Title: DynaRAG: Bridging Static and Dynamic Knowledge in Retrieval-Augmented Generation

Authors: Penghao Liang, Mengwei Yuan, Jianan Liu, Jing Yang, Xianyou Li, Weiran Yan, Yichao Wu
Subjects: cs.CL, cs.AI, cs.IR
Abstract URL: https://arxiv.org/abs/2603.18012
Pdf URL: https://arxiv.org/pdf/2603.18012
Copy Paste: [[2603.18012]] DynaRAG: Bridging Static and Dynamic Knowledge in Retrieval-Augmented Generation(https://arxiv.org/abs/2603.18012)
Keywords: llm, hallucination, retrieval-augmented generation
Abstract: We present DynaRAG, a retrieval-augmented generation (RAG) framework designed to handle both static and time-sensitive information needs through dynamic knowledge integration. Unlike traditional RAG pipelines that rely solely on static corpora, DynaRAG selectively invokes external APIs when retrieved documents are insufficient for answering a query. The system employs an LLM-based reranker to assess document relevance, a sufficiency classifier to determine when fallback is necessary, and Gorilla v2 -- a state-of-the-art API calling model -- for accurate tool invocation. We further enhance robustness by incorporating schema filtering via FAISS to guide API selection. Evaluations on the CRAG benchmark demonstrate that DynaRAG significantly improves accuracy on dynamic questions, while also reducing hallucinations. Our results highlight the importance of dynamic-aware routing and selective tool use in building reliable, real-world question-answering systems.
摘要：我们提出了 DynaRAG，这是一种检索增强生成 (RAG) 框架，旨在通过动态知识集成来处理静态和时间敏感的信息需求。与仅依赖静态语料库的传统 RAG 管道不同，DynaRAG 在检索到的文档不足以回答查询时选择性地调用外部 API。该系统采用基于 LLM 的重新排序器来评估文档相关性，使用充分性分类器来确定何时需要回退，并使用 Gorilla v2（一种最先进的 API 调用模型）来进行准确的工具调用。我们通过 FAISS 合并模式过滤来指导 API 选择，进一步增强了鲁棒性。对 CRAG 基准的评估表明，DynaRAG 显着提高了动态问题的准确性，同时还减少了幻觉。我们的结果强调了动态感知路由和选择性工具使用在构建可靠的真实问答系统中的重要性。

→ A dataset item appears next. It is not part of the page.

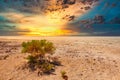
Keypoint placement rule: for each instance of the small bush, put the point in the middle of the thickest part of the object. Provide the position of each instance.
(37, 60)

Title: Learned but Not Expressed: Capability-Expression Dissociation in Large Language Models

Authors: Toshiyuki Shigemura
Subjects: cs.CL
Abstract URL: https://arxiv.org/abs/2603.18013
Pdf URL: https://arxiv.org/pdf/2603.18013
Copy Paste: [[2603.18013]] Learned but Not Expressed: Capability-Expression Dissociation in Large Language Models(https://arxiv.org/abs/2603.18013)
Keywords: language model, llm, prompt
Abstract: Large language models (LLMs) demonstrate the capacity to reconstruct and trace learned content from their training data under specific elicitation conditions, yet this capability does not manifest in standard generation contexts. This empirical observational study examines the expression of non-causal, non-implementable solution types across 300 prompt-response generations spanning narrative and problem-solving task contexts. Drawing on recent findings regarding memorization contiguity and alignment-induced discourse priors, we document a systematic dissociation between learned capability and expressed output. Across three distinct LLMs, ten task scenarios, and both creative narrative and practical advisory contexts, we documented zero instances of non-causal solution frames in generated outputs (0%, 95% CI: [0%, 1.2%]), despite verified reconstruction capability under conditional extraction. These findings challenge the prevailing assumption that training data presence directly predicts output probability, demonstrating instead that task-conditioned generation policies can comprehensively suppress learned content across diverse contexts. The results offer implications for understanding generation dynamics, output distribution control, and the behavioral boundaries of contemporary LLMs.
摘要：大型语言模型 (LLM) 展示了在特定启发条件下从训练数据中重建和跟踪学习内容的能力，但这种能力在标准生成上下文中并不体现。这项实证观察性研究考察了跨越叙述和解决问题的任务环境的 300 个即时响应世代中非因果、不可实施的解决方案类型的表达。利用最近关于记忆连续性和对齐引起的话语先验的发现，我们记录了学习能力和表达输出之间的系统分离。尽管在条件提取下验证了重建能力，但在三个不同的法学硕士、十个任务场景以及创意叙述和实际咨询环境中，我们在生成的输出中记录了零个非因果解决方案框架的实例（0％，95％CI：[0％，1.2％]）。这些发现挑战了普遍的假设，即训练数据的存在直接预测输出概率，而是证明任务条件生成策略可以全面抑制不同背景下的学习内容。研究结果对于理解当代法学硕士的发电动态、产出分配控制和行为边界具有重要意义。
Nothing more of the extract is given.